Шрифт:
Все знали, что они натворили год назад, как и о последующем судебном приговоре. И то, что они вернулись в посёлок намного раньше, чем были должны, вызывало тревогу, как аномальное явление сродни шаровой молнии. У приятелей в Куличках и до поджога школы была незавидная репутация, а после этого их стали считать совсем пропавшими и чуть ли не исчадиями ада. В Куличках общественное мнение значило больше, чем приговор суда, и тот, кого оно осудило, становился изгоем, что было намного хуже, чем тюремное заключение. У бедняги оставалось только два пути – либо бежать из посёлка, либо прилюдно покаяться, надеясь заслужить прощение.

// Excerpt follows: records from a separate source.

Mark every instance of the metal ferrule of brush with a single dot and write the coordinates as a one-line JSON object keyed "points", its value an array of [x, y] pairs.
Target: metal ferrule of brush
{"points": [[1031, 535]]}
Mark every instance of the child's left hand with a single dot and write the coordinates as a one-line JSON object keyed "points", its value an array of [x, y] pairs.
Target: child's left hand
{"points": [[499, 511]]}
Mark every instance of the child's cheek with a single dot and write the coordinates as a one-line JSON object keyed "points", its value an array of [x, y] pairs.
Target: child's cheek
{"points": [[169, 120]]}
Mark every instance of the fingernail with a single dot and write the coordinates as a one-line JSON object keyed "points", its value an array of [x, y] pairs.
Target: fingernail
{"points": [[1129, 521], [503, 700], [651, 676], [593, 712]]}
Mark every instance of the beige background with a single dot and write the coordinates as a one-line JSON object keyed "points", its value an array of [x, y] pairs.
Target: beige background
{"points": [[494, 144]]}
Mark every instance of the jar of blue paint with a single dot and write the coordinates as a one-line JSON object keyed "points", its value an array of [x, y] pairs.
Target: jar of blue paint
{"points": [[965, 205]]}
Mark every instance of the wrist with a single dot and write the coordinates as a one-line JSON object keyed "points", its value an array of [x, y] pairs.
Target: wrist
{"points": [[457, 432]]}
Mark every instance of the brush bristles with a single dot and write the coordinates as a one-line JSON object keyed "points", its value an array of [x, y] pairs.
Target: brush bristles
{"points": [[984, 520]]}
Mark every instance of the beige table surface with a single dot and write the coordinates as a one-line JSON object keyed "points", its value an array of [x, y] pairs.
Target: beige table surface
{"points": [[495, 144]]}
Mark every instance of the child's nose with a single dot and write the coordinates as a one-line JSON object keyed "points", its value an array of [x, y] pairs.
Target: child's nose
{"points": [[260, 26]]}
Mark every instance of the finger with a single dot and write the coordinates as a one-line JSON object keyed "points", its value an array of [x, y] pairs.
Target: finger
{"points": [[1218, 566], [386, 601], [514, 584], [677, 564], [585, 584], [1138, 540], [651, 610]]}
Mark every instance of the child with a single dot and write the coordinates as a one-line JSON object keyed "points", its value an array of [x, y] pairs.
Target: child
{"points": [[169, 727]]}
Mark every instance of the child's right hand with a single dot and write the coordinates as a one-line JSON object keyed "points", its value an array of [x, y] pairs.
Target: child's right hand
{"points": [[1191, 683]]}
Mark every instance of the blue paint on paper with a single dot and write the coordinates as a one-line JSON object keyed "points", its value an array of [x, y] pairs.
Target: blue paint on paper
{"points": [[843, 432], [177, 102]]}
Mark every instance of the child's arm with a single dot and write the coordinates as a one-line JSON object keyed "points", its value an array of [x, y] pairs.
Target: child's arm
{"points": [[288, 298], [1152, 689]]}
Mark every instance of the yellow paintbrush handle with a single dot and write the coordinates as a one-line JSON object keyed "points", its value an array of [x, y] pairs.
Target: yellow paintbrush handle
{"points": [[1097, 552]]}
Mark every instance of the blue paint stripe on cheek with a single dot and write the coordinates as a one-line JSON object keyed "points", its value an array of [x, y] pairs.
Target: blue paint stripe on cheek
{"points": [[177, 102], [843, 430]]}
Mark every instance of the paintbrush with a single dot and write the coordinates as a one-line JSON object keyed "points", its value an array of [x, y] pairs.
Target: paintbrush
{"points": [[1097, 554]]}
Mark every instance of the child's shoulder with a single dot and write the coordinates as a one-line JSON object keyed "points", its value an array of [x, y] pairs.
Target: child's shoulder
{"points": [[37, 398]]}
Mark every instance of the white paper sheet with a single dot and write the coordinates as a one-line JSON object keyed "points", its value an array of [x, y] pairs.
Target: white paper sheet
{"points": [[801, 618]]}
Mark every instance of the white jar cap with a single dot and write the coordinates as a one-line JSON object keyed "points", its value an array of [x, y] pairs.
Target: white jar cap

Приятели сами были родом из Куличков и знали это. Но относились к этому по-разному. Колян заранее был готов к покаянию, но Егорша с презрением отверг оба варианта.
– Это для слабаков, – говорил он, злобно сверкая глазом. – Сильные люди, такие, как мы с тобой, не обращают внимания на пересуды старух и дураков. Это стадо баранов, а мы – его пастухи. Только так и не иначе. Ты кем хочешь быть, Колян – бараном или пастухом?
Не желая вызвать гнев приятеля, Колян выражал желание быть пастухом, и тогда Егорша возбуждённо восклицал:
– Так бери в руки плеть! И веди стадо туда, куда посчитаешь нужным. А того, кто заартачится – плетью, плетью…
В такие моменты распалённый яростью Егорша был страшен, и Колян не рисковал возражать.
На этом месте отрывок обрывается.